To everyone who can hear me!#SaveAleppo#SaveHumanity pic.twitter.com/cbExEMKqEY
— Lina shamy (@Linashamy) 12 décembre 2016
De nombreux rebelles et civils font également leur adieu sur les réseaux sociaux, par le biais de "derniers messages" insoutenables. Certains se demandent: "Pourquoi ne nous tuent-ils pas une bonne fois pour toutes? Pourquoi nous tuent-ils chaque minute?"
Derniers messages de l'Enfer. Les morts nous regardent et nous obligent. Descendons dans nos rues. Apostrophons nos élus, nos candidats,... pic.twitter.com/xckigOv2xd
— Raphael Glucksmann (@rglucks1) 12 décembre 2016
"Je n'ai nulle part où aller, c'est le dernier jour", explique un habitant dans son "dernier message". "Il n'y a plus d'hôpital, il n'y a plus de médecins (...) Ne croyez plus à la communauté internationale.
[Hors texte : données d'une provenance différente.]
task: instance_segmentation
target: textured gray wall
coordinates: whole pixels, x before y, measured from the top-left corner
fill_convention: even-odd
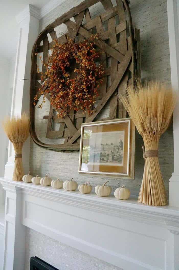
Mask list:
[[[67,0],[57,8],[49,12],[41,20],[39,32],[56,18],[81,2],[80,0],[74,0],[73,1]],[[130,3],[133,21],[135,22],[136,27],[140,28],[141,31],[142,77],[150,79],[159,78],[170,85],[166,0],[157,1],[156,0],[130,0]],[[99,10],[100,10],[101,8],[101,6],[99,4],[92,9],[94,14],[97,14]],[[57,29],[57,34],[59,34],[60,31]],[[38,136],[40,133],[44,141],[45,140],[46,126],[46,120],[43,120],[43,115],[48,113],[49,106],[47,102],[42,109],[42,111],[40,111],[40,114],[36,114],[36,117],[37,134]],[[58,142],[58,140],[57,141],[57,142]],[[109,179],[110,184],[112,187],[113,191],[117,187],[125,184],[130,188],[132,195],[137,196],[138,194],[142,178],[144,161],[141,149],[142,140],[137,132],[136,142],[135,179],[124,180],[119,178],[118,179],[110,178]],[[171,124],[162,136],[159,146],[159,161],[167,194],[168,180],[173,171],[173,125]],[[48,173],[53,178],[59,177],[63,180],[69,179],[73,177],[79,184],[88,180],[90,181],[93,186],[104,183],[106,179],[102,177],[92,177],[90,176],[79,176],[78,170],[79,154],[78,153],[58,153],[46,150],[40,148],[31,141],[30,154],[30,170],[34,175],[38,174],[43,176]],[[116,269],[70,247],[65,246],[61,243],[56,242],[32,230],[28,230],[26,236],[27,242],[29,243],[26,251],[26,270],[29,269],[28,260],[30,256],[36,254],[43,258],[43,252],[45,253],[47,249],[50,249],[54,255],[52,258],[50,252],[48,251],[47,253],[50,255],[47,257],[46,256],[46,260],[50,263],[54,263],[57,267],[61,266],[62,264],[60,264],[61,263],[59,261],[57,254],[61,254],[60,257],[63,258],[63,256],[61,255],[62,251],[63,252],[66,259],[65,261],[63,259],[61,262],[61,264],[63,264],[63,269],[68,268],[66,266],[65,266],[65,264],[70,265],[70,262],[68,258],[71,258],[72,254],[75,254],[75,256],[78,258],[77,266],[75,268],[69,267],[68,269],[108,270]],[[50,246],[50,247],[47,245],[47,244],[44,244],[44,243],[47,242],[50,243],[48,244]],[[55,247],[55,251],[53,249],[53,246]],[[92,264],[90,264],[91,263]],[[86,266],[89,263],[91,267],[88,268]],[[95,265],[95,264],[97,266]]]

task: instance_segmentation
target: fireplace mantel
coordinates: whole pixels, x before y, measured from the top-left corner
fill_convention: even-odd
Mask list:
[[[25,226],[124,269],[177,269],[179,208],[0,182],[6,191],[4,270],[24,269]]]

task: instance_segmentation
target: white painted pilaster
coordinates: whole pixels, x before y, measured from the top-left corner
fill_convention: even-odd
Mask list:
[[[38,34],[39,11],[31,5],[16,17],[19,33],[14,75],[11,115],[20,115],[28,113],[32,50]],[[24,171],[29,169],[30,139],[23,147],[23,161]],[[14,151],[9,142],[8,162],[5,166],[5,177],[12,179]]]
[[[21,189],[3,184],[6,190],[3,270],[24,270],[25,227],[21,222]]]
[[[179,91],[179,1],[167,0],[168,35],[172,87]],[[179,100],[173,113],[174,172],[170,179],[169,205],[179,207]]]

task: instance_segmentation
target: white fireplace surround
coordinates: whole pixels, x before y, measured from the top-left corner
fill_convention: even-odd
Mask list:
[[[179,0],[167,2],[172,84],[178,90]],[[60,3],[52,0],[41,11],[29,5],[17,18],[19,34],[11,115],[28,111],[29,82],[22,79],[29,77],[39,19]],[[99,198],[13,182],[14,153],[9,143],[5,178],[0,178],[6,191],[4,220],[0,214],[3,270],[24,270],[26,227],[124,270],[178,270],[179,102],[173,125],[174,171],[170,180],[169,205],[163,207],[143,205],[132,197],[123,201],[112,195]],[[29,141],[23,151],[27,171]]]
[[[124,269],[178,269],[178,208],[0,181],[6,191],[6,270],[24,269],[25,226]]]

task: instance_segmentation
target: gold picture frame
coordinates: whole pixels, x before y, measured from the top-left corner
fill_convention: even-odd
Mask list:
[[[135,131],[130,118],[82,124],[79,173],[134,179]]]

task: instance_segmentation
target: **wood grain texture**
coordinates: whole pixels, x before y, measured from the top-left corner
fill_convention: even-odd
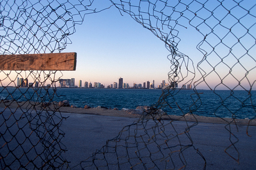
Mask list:
[[[76,53],[0,55],[0,70],[75,70]]]

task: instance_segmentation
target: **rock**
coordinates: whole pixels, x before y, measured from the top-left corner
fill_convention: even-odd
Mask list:
[[[186,114],[186,115],[184,115],[184,116],[185,116],[185,117],[187,117],[187,116],[188,117],[188,116],[192,116],[192,114],[190,114],[189,113],[187,113],[187,114]]]
[[[108,109],[109,109],[108,108],[107,108],[107,107],[103,107],[103,106],[102,106],[102,107],[101,107],[101,108],[103,108],[103,109],[107,109],[107,110],[108,110]]]
[[[60,101],[59,102],[59,106],[62,106],[63,104],[64,104],[64,103]]]
[[[85,105],[84,106],[84,108],[85,109],[89,109],[91,108],[91,107],[89,105]]]
[[[142,115],[144,112],[144,110],[141,109],[129,109],[125,111],[130,114],[135,115]]]
[[[56,102],[56,101],[55,101],[52,102],[53,104],[55,105],[58,105],[59,104],[59,103]]]
[[[63,106],[69,106],[69,102],[67,100],[63,101],[64,104]]]
[[[67,100],[64,100],[63,102],[59,102],[59,106],[69,107],[69,102]]]
[[[51,103],[50,102],[43,102],[42,103],[42,105],[43,107],[44,107],[50,106],[50,105],[51,105]]]
[[[136,108],[136,109],[143,110],[150,110],[150,107],[148,106],[140,106]]]
[[[163,110],[161,109],[158,109],[156,111],[154,112],[154,114],[159,114],[162,115],[166,115],[167,114]]]

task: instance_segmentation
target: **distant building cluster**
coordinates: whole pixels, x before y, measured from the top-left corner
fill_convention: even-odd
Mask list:
[[[17,86],[18,87],[33,87],[34,83],[28,83],[28,80],[27,79],[23,79],[23,78],[17,78]],[[113,84],[108,85],[106,87],[108,89],[165,89],[166,88],[170,88],[171,89],[178,89],[178,83],[176,81],[171,82],[171,83],[166,83],[165,80],[163,80],[162,82],[158,85],[157,87],[155,86],[155,80],[153,80],[153,83],[150,83],[149,81],[147,81],[144,82],[143,84],[139,83],[137,84],[134,83],[133,86],[130,87],[129,84],[127,83],[124,83],[124,79],[123,78],[120,77],[118,79],[118,83],[117,82],[114,82]],[[38,81],[34,82],[34,87],[38,87],[39,86],[38,84]],[[49,86],[50,84],[47,84],[47,86]],[[82,82],[81,80],[79,80],[78,81],[78,85],[75,84],[75,79],[72,78],[70,79],[60,79],[59,80],[59,87],[67,87],[67,88],[99,88],[104,89],[105,88],[104,85],[101,84],[99,82],[94,82],[93,85],[91,82],[89,82],[85,81],[84,86],[82,86]],[[192,89],[192,85],[188,84],[186,86],[186,84],[183,84],[181,88],[181,89]]]
[[[33,87],[34,83],[28,83],[28,79],[23,79],[22,78],[20,79],[17,78],[17,87]],[[35,81],[35,87],[38,87],[39,86],[38,81]]]

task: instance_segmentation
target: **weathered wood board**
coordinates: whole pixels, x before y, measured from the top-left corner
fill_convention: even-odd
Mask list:
[[[76,53],[0,55],[0,70],[75,70]]]

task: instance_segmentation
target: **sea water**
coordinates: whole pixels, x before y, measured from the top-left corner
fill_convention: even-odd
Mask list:
[[[163,95],[164,96],[161,96]],[[11,95],[9,94],[11,94]],[[182,115],[192,112],[199,116],[255,119],[256,91],[80,88],[0,88],[2,99],[39,102],[69,101],[70,105],[85,105],[112,109],[135,109],[138,106],[160,108],[169,114]]]

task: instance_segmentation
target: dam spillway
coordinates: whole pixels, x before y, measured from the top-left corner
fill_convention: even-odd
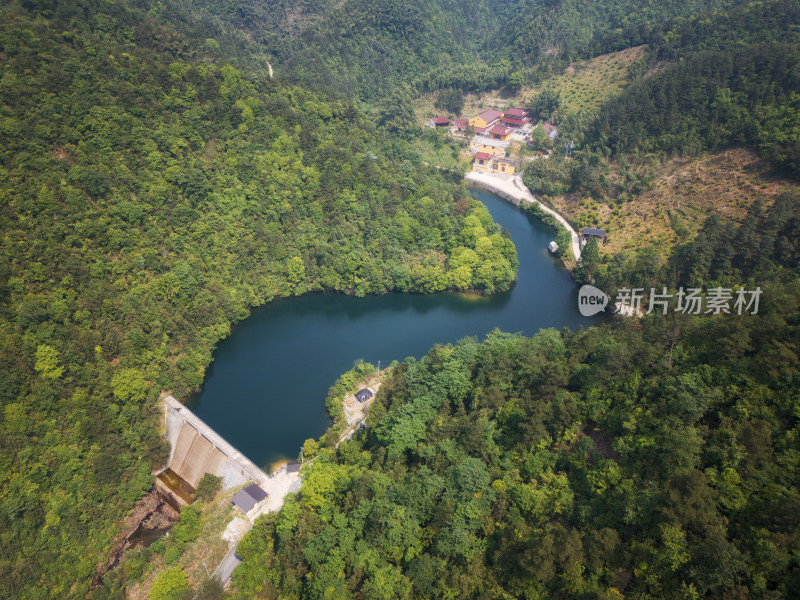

Ne croyez plus aux Nations Unis", déplore-t-il avant de conclure: "Au moins, nous avons été libres. Nous voulions juste être libres.
Parmi ces derniers messages, il y a également celui de Bana Al-Abed. La fillette de sept ans qui racontait - avec l'aide de sa mère - son quotidien à Alep a publié ce dernier tweet:
My name is Bana, I'm 7 years old. I am talking to the world now live from East #Aleppo. This is my last moment to either live or die. - Bana
— Bana Alabed (@AlabedBana) 13 décembre 2016
"Mon nom est Bana, j'ai 7 ans. Je parle au monde en direct d'Alep-Est. C'est mon dernier moment pour vivre ou mourir."
"Tous ces groupes qui les encerclaient depuis des mois sont en train de se libérer dans leur violence la plus abjecte, sur cette population qui est prise en otage", explique Raphaël Pitti, un médecin de retour de Syrie, sur France Inter.